Whole health is people-centered and is based on the idea that people, families, and communities should direct their goals of care. It fosters self-empowerment of all people through longitudinal, relationship-based care. Decades of research demonstrates that people-centered care most strongly influences patients' health as documented in the publication Achieving Whole Health: A New Approach for Veterans and the Nation published by the National Academy of Sciences.

Being comprehensive and holistic means that our health care systems address all the domains of care that affect our health and consider the entire person, their family, and their community. Each component of comprehensive care (acute and chronic care, mental health care, oral care, vision care, hearing care, complementary and integrative health, spiritual care, social care, health behaviors, and additional upstream factors) improves peoples' well-being. Evidence also shows that providing all components of comprehensive care in one setting (e.g., high quality primary care) further improves a persons' well-being.

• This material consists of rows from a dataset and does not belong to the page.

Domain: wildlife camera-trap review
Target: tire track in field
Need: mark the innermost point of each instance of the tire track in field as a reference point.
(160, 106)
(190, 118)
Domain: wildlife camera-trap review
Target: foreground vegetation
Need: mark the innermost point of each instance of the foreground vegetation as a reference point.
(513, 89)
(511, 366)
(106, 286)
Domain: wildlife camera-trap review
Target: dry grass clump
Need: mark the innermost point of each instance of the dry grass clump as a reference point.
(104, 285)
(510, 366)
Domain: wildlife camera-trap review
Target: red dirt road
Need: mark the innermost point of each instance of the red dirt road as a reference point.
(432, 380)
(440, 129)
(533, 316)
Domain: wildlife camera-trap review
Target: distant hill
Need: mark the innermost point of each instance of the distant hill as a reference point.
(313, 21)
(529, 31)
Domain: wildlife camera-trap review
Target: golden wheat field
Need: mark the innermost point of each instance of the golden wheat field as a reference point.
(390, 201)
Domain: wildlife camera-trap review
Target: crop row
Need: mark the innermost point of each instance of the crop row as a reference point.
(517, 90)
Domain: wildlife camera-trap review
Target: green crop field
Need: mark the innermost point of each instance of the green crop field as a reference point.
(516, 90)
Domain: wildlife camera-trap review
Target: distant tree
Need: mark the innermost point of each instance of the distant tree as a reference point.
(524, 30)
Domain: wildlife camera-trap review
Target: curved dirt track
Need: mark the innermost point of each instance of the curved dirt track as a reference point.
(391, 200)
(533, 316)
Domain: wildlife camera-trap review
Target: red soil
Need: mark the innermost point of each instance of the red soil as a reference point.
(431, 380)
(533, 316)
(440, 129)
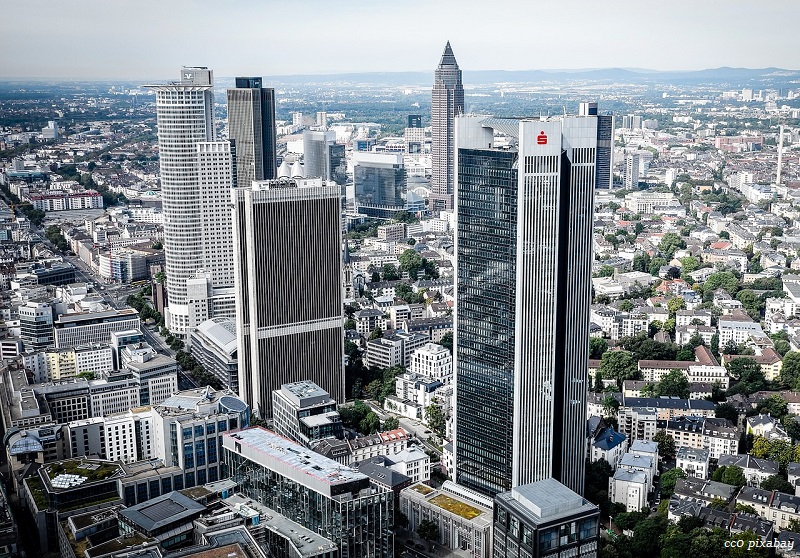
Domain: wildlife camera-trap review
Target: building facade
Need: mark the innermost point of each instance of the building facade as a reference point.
(289, 325)
(523, 257)
(447, 102)
(314, 491)
(251, 129)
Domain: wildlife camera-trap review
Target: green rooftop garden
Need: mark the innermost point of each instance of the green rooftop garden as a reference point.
(455, 506)
(422, 489)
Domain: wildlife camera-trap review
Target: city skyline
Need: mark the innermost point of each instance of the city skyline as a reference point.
(631, 37)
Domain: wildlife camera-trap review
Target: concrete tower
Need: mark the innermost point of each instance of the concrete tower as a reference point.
(447, 101)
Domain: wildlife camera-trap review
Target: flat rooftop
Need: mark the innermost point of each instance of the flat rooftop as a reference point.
(546, 500)
(308, 543)
(294, 455)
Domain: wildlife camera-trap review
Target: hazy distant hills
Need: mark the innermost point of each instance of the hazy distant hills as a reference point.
(618, 75)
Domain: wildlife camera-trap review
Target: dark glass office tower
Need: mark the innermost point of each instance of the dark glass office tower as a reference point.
(287, 244)
(523, 264)
(251, 128)
(447, 101)
(486, 247)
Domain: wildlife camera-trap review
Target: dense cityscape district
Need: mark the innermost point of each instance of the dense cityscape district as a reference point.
(478, 315)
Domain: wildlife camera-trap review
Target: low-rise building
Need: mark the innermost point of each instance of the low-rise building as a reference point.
(693, 461)
(464, 518)
(755, 470)
(544, 518)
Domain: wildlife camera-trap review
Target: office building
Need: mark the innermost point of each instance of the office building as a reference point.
(318, 493)
(414, 135)
(305, 413)
(214, 347)
(545, 518)
(289, 288)
(36, 325)
(196, 176)
(380, 184)
(631, 171)
(447, 101)
(323, 157)
(251, 130)
(463, 517)
(187, 428)
(523, 292)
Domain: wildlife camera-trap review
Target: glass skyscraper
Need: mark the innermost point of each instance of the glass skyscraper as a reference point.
(523, 259)
(251, 128)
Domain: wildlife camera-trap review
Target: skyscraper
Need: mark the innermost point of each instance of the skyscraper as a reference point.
(195, 178)
(287, 236)
(523, 257)
(447, 101)
(251, 128)
(379, 180)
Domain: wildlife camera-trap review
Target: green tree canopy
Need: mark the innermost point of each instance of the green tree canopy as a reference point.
(734, 476)
(619, 366)
(790, 370)
(669, 479)
(666, 444)
(674, 384)
(777, 482)
(597, 347)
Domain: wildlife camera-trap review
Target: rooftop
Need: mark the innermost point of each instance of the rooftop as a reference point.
(163, 510)
(546, 500)
(294, 455)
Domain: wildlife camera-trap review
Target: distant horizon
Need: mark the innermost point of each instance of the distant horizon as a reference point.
(217, 76)
(134, 40)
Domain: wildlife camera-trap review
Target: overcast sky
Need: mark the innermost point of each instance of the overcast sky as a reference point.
(152, 39)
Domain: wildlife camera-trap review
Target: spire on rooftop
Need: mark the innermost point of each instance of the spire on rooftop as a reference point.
(448, 58)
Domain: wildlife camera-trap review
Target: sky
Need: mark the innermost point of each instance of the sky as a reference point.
(152, 39)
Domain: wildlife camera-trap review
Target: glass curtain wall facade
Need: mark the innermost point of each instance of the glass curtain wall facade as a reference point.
(251, 128)
(355, 517)
(486, 244)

Being upstream focused requires an integrated and coordinated approach to identifying and addressing the root causes of poor health. It addresses the conditions of daily life with the goal of making individuals more able to achieve whole health. These root causes of poor health (health behaviors, social needs, environment), often referred to as the social determinants of health, have more impact and influence on a person's health then conventional medical care. Addressing these needs through cross-sector community collaborations can have a tremendous impact on health.

At their core, whole health systems must be equitable and accountable in providing care. The people not seeking care are often in greatest need of care. By being held responsible for people, families, and communities, whole health systems can transform care from being reactive to proactive and help meet a persons' health needs before they develop into serious chronic diseases.

Changing our current health care system that emphasizes a medical model that "fixes health care problems" to one of prevention will not be easy and can only succeed if medical professionals are trained to deliver prevention services. The well-being of the public is dependent on how the entire professional health care team is trained and how they will provide healthcare to the public. Caring for others requires a stable, healthy, resilient, and innovative medical team that can support the cultural transformations needed for a whole health care system in the US.